On February 23, 2017, more than six months after the murder, the Worcester County District Attorney Joseph D. Early Jr. released further details on the investigation, stating that the DNA of Marcotte's killer had been sent to a lab and a profile had been created. It was not revealed how the DNA was obtained. Based on the DNA evidence and witness statements, the suspect in the slaying was a Hispanic male in his late 20s to 30s, with an athletic build, average height and either short or shaved hair. It is also believed the suspect either owned or had access to a dark-colored SUV on the day of the murder and would have had visible injuries to his upper body in the days following the attack.

== Perpetrator ==
On April 15, 2017, at a press release in Princeton, Early announced that Marcotte's alleged killer had been apprehended. Angelo Colon-Ortiz, age 31, of Worcester, Massachusetts, was arrested on April 14 and was arraigned at Leominster District Court on April 18 and placed on a $10 million bail. He faced charges of aggravated assault and assault with intent to rape, as well as a murder charge for which he was indicted by a grand jury on June 23, 2017, in Worcester Superior Court. On July 26, he pled not guilty and was ordered by a judge to be held without bail.

According to authorities, a Massachusetts state police trooper on patrol in Worcester had seen Colon-Ortiz, who matched the description of the suspect, driving a vehicle identical to the one seen on the day of Marcotte's murder. The trooper wrote the license plate number on his hand and followed up by visiting Colon-Ortiz's residence with another police officer the next day. Colon-Ortiz voluntarily provided a DNA sample, which came back a match from DNA that had been found on Marcotte's hands. Colon-Ortiz later claimed that a language barrier led him to provide a DNA sample to police investigators without him giving voluntary consent. On that basis, Colon-Ortiz's attorneys filed a motion to suppress the DNA evidence. On January 11, 2022, Judge Janet Kenton-Walker denied the defense's motion to suppress the DNA evidence.

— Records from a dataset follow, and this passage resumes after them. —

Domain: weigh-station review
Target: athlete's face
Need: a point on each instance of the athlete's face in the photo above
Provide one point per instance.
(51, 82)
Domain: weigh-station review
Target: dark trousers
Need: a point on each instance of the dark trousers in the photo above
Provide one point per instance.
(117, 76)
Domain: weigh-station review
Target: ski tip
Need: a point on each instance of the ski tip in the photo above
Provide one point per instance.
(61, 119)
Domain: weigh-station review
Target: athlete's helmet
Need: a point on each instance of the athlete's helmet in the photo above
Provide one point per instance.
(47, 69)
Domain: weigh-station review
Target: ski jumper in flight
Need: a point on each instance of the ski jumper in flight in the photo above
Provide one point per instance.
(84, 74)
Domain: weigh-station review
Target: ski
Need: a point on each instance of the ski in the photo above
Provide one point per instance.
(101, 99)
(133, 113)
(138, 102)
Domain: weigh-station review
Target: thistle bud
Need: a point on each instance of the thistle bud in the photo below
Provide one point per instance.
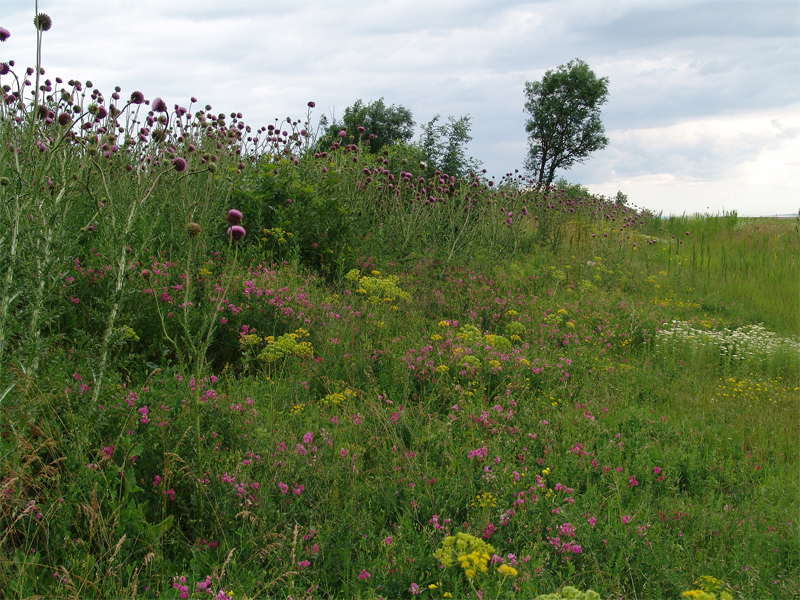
(42, 22)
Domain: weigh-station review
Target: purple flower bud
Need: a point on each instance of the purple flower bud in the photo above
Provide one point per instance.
(234, 217)
(236, 232)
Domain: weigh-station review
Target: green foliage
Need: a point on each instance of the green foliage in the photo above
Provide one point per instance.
(565, 125)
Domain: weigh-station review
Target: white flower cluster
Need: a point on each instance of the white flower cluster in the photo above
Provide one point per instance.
(749, 341)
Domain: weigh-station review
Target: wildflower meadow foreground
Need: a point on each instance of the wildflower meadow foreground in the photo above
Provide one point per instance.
(240, 362)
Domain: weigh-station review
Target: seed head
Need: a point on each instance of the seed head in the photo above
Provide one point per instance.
(234, 217)
(236, 232)
(42, 22)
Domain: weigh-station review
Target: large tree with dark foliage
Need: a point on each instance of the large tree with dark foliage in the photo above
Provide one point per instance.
(565, 125)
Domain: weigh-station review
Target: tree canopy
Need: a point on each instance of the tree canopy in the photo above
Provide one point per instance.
(565, 125)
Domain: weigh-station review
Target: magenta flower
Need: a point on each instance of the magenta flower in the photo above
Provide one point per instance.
(236, 232)
(234, 217)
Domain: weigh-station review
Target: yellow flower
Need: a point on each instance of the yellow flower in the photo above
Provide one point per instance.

Colon-Ortiz was born in Puerto Rico and had no criminal record prior to the murder. He was married with three children and had lived in Worcester for less than a year. He worked for a third-party contractor of FedEx, and made deliveries in and was familiar with the town of Princeton and surrounding areas. According to his Worcester neighbors, Colon-Ortiz was described as "perverted" and often made vulgar sexual comments to people in the neighborhood. A former female Princeton postal worker also said that Colon-Ortiz often made crude comments in Spanish about her and other women to his co-worker.

Authorities revealed on the day of the murder, a local resident recalled seeing Colon-Ortiz outside his parked black SUV with the hood up, talking on his cell phone, around 12:45 p.m. Cell phone records and data proved that Colon-Ortiz was indeed in the area at that time. Marcotte was believed to have left her home around 1:15. The resident drove by the vehicle again around 2:05 p.m., and the SUV was still parked there, but with the hood back down and no one around. Marcotte's cellphone data showed her phone either was shut off or disabled at 2:11 p.m., which was most likely near the exact time of her death. Colon-Ortiz, who usually worked the morning shift, was not working the day of the murder. It is unknown why he was in the area that day.

== Confession and sentencing ==
Colon-Ortiz plead guilty to Marcotte's murder (second-degree murder and unarmed robbery, the official charges) and was sentenced to life in prison on November 2, 2022. Colon-Ortiz, 36 at the time of sentencing, will not be eligible for parole until 2067, when he will be 81 years of age.